以蛋白質組學探索人類角質細胞核心岩藻醣化相關之生物功能

Abstract

背景:核心岩藻醣化藉由第八型岩藻醣轉移酶催化，此為體內蛋白質維持正常生理功能的重要步驟。我們過去已知第八型岩藻醣轉移酶在乾癬患者病灶處與非病灶處相比的表現量較高，並且在人類角質細胞第八型岩藻醣轉移酶減量的細胞株中，發現細胞生長受到抑制，另一方面，第八型岩藻醣轉移酶對於細胞凋亡則沒有顯著影響。在此研究中，我們希望能透過蛋白質組學，來探索人類角質細胞中與核心岩藻醣化蛋白相關的生物功能，並進一步探索在人類角質細胞中重要的核心岩藻醣化標的蛋白。研究方法:在人類角質細胞細胞株HaCaT的培養過程中，以穩定同位素標記胺基酸，以便在後續的質譜儀分析區分野生型HaCaT、及第八型岩藻醣轉移酶減量的HaCaT，透過小扁豆凝集素將核心岩藻醣化蛋白富集化，接著以胰蛋白酶及PNGase F切割成胜肽，並以液相層析串聯質譜儀分析，透過Mascot搜尋引擎比對鑑別蛋白質，再以Proteome Discoverer計算出各別蛋白質在兩組HaCaT之間的表現量比值。研究結果:在野生型HaCaT及第八型岩藻醣轉移酶減量的HaCaT之間，總計有233個蛋白質有核心岩藻醣化程度的差異，其中45個蛋白質在第八型岩藻醣轉移酶減量的HaCaT表現量上升兩倍以上，46個蛋白質在第八型岩藻醣轉移酶減量的HaCaT表現量則下降兩倍以。
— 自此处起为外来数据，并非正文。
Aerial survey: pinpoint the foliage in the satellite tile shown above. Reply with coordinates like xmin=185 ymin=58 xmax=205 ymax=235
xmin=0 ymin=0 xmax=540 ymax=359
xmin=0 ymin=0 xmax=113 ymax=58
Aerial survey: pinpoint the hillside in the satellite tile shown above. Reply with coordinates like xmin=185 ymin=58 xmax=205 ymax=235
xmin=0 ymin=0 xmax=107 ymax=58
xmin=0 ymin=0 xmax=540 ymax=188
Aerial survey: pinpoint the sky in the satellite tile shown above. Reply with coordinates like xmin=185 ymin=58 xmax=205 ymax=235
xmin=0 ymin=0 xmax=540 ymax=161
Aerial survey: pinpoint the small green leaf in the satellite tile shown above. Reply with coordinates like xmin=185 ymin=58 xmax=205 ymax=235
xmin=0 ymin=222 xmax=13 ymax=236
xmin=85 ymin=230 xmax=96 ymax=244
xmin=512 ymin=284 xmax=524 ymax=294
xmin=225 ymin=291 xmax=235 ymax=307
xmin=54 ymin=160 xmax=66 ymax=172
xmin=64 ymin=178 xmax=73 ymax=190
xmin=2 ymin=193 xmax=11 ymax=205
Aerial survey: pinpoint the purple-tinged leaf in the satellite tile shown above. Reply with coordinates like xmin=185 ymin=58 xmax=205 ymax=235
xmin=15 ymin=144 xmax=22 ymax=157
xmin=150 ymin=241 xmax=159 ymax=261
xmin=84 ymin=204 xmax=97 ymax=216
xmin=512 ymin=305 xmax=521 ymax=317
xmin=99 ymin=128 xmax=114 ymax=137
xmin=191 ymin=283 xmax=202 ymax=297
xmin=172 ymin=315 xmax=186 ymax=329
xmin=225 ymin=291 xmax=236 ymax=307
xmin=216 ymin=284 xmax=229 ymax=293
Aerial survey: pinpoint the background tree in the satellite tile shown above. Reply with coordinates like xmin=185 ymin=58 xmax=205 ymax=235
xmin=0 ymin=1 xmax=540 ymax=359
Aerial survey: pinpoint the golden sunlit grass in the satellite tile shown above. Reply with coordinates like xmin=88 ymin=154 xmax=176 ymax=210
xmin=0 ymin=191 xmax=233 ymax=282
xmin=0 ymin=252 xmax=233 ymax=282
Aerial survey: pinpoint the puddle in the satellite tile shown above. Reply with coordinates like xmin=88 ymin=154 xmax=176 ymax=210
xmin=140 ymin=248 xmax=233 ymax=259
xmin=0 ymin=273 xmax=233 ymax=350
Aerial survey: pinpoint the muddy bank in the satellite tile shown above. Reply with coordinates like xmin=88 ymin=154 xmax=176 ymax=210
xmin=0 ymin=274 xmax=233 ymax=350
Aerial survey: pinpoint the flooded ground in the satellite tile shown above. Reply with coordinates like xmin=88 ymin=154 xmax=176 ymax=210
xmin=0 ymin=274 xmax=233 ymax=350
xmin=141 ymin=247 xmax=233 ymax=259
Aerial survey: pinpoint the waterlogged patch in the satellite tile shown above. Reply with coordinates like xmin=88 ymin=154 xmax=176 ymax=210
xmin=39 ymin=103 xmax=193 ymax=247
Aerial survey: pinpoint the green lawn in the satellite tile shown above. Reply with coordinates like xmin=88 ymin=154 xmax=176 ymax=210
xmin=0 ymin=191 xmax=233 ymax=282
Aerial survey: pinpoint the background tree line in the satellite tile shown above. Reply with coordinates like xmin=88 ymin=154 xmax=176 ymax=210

針對這些蛋白質以Ingenuity Pathway Analysis進行下游效應分析，與這些蛋白最顯著相關的生物功能中，「細胞間的訊息傳遞與交互作用」、「細胞發育」、「細胞生長與增殖」預期活化狀態將會減少，相對地，「細胞死亡與存活」預期活化的狀態則會增加。此外，我們以PANTHER進行Gene Ontology富集分析，再透過REVIGO的演算法將語意相近而冗餘的Gene Ontology剔除，當simRel設定為預設值0.7時，861個顯著相關的Gene Ontology可進一步縮減為216個，我們將這些Gene Ontology再以Cytoscape做視覺化的網絡呈現，得到顯著相關的生物功能與Ingenuity Pathway Analysis分析結果相似。最後利用Ingenuity Pathway Analysis，探索在野生型HaCaT及第八型岩藻醣轉移酶減量的HaCaT表現量有差異的核心岩藻醣化蛋白，並以圖形呈現這些蛋白彼此之間的關聯性，我們發現，表皮生長因子受體及整合素beta-1皆為可能的重要核心岩藻醣化標的蛋白。結論:在本研究中，我們使用兩套不同的蛋白質組學分析方法，均得到類似的分析結果，在人類角質細胞中核心岩藻醣化與細胞生長及增殖顯著相關，且此生物功能的活化狀態預期會隨著第八型岩藻醣轉移酶減量而下降，這與我們先前的研究結論一致，而表皮生長因子受體為細胞生長及增殖相關的重要核心岩藻醣化標的蛋白。在此研究中，我們以人類角質細胞的細胞株作為疾病模型，預期能更佳地反映人體內的真實狀況，而透過系統生物學，能以更宏觀而有更效率的方式，探討與岩藻醣化蛋白相關的生物功能及標的蛋白。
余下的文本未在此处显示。